After an overnight strike lasting mere hours, Unifor and American automaker Stellantis reached a deal for Unifor’s 8,200 Canadian auto workers.
In a press conference held on Monday, October 30, Unifor president Lana Payne lauded the deal which she explained was hard fought.
“I’m very proud of our members at every Stellantis facility for their quick and decisive action during this brief, but effective strike action,” said Payne.
The workers covered by this deal work at plants in Windsor, Brampton and Etobicoke ON, as well as distribution centres in Mississauga, ON, and Red Deer, AB.
Payne explained that Stellantis came to the table with aggressive demands, which included requests to outsource jobs as well as other concessions.
“There were many challenges in this round of bargaining including flat out resistance to the pattern agreement we had reached with Ford Motor Company and General Motors,” Payne said, referring to previous deals reached with the two other Big Three Detroit-based automakers.

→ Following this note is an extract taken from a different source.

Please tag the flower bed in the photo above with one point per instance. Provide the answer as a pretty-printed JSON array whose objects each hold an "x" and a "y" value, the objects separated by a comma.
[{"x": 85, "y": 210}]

READ MORE: Unifor reaches deal with Ford; Payne: ‘We will change lives with this agreement’
The deal with Ford, which Unifor hoped to serve as the blueprint for their negotiations with the other major automakers, included guarantees around wages, cost of living adjustments, pensions, as well as protections for workers as the auto industry transitions to electric vehicles.
Payne said in Monday’s press conference that Unifor had managed to secure much of these same guarantees for their members who work for Stellantis, which has the largest corporate footprint in Canada than the other two of the Big Three.
Union wins specific gains for Stellantis employees
Payne added that in addition to the assurances on pensions, wages, and electric vehicle transitions that Unifor secured from the other automakers, that Stellantis has also agreed to company specific pension improvements and specific assurances for their Windsor plant as they are currently transitioning to electric vehicles.
Additionally, Windsor will soon be host to a new battery plant in which Stellantis is a minor shareholder and Unifor has secured a concession that the workers at this plant will be classified as autoworkers and will be Unifor members.
Stellantis has committed to investing $3 million in their facilities across Ontario. Both the Windsor and Brampton plants will be going to three working shifts, and the Etobicoke plant will also see new jobs created.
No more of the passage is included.